Basic Pancake Recipe
- 1.5 cups flour
- 1 tablespoon sugar
- 1 teaspon salt
- 1.75 teaspoons baking powder
- 1 to 2 tablespoons butter
- 1 to 1.25 cups milk
- 2 eggs
Combine the dry ingredients and mix well.
Mix the eggs into the milk.
Melt the butter, and add it to the milk and eggs.
Combine the wet and the dry ingredients, without mixing the batter too much. Leave some lumps.
Heat a frying pan and add a little butter. Ladle out the batter in small amounts and cook until bubbles form on the surface. Flip and cook a moment longer. Enjoy.
Pancakes were the first meal I ever learned to cook (also resulting in my first cooking-related burn), probably when I was about 9; my grandma, who used to babysit us, was always happy when we expressed a desire to help her in the kitchen (even when she knew it was just because we wanted to eat her raw sugar cookie dough as soon as we were done mixing it), and she let us make the pancakes as big (or tiny) as we wanted. For a long time, pancakes were the only meal I could make from scratch.
Fick’s law — fascinating!!!! I’ve just figured out that my favorite pancake recipe has a typo in it, in which they have me add frozen fruit to the batter and THEN wait 10 minutes. The batter would freeze around the fruit, so I just stopped waiting.

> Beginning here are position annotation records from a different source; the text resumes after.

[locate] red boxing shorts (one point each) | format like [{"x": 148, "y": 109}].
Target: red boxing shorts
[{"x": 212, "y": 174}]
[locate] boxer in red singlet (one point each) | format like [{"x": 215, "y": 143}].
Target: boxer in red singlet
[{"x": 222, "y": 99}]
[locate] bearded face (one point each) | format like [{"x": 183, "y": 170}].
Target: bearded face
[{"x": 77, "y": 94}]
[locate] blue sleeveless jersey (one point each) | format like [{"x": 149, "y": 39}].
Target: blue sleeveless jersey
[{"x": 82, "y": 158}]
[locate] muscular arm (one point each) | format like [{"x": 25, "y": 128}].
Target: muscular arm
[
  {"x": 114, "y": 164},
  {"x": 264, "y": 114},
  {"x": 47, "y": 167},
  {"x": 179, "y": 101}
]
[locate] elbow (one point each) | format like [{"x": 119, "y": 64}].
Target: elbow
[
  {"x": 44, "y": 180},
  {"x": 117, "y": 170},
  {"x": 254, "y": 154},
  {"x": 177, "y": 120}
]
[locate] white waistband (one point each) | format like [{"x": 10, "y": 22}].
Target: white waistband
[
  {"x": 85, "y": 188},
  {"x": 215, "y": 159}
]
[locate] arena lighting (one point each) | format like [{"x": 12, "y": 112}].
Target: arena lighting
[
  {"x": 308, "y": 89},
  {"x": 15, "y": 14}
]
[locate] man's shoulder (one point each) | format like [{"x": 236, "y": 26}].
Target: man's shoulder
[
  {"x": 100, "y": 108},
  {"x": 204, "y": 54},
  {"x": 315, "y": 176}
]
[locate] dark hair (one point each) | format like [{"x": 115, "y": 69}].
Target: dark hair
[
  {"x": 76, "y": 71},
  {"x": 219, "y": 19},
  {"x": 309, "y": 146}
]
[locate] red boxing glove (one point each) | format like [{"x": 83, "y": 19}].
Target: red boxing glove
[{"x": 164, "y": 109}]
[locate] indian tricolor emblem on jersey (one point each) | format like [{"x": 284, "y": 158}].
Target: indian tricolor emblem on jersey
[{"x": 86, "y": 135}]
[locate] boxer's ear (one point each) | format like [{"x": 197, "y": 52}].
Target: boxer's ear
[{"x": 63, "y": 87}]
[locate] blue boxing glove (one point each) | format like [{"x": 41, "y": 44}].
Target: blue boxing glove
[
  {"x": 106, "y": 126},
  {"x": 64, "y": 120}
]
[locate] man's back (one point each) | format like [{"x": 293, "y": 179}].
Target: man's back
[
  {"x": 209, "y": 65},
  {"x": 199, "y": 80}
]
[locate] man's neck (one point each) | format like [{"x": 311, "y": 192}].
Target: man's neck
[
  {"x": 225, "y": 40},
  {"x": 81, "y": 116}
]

This weekend, we make batter, wait 10 minutes, THEN add fruit. I expect great results!
Thanks for not finishing this wonderful story with pancakes made with Bisquick. From scratch is a great way for the kids to learn about food. You are a trooper. Keep on doing what you’re doing in front of that stove. Great blog.
It sure is fun baking and cooking with your kids as this way they end up being motivated to eat what they cook.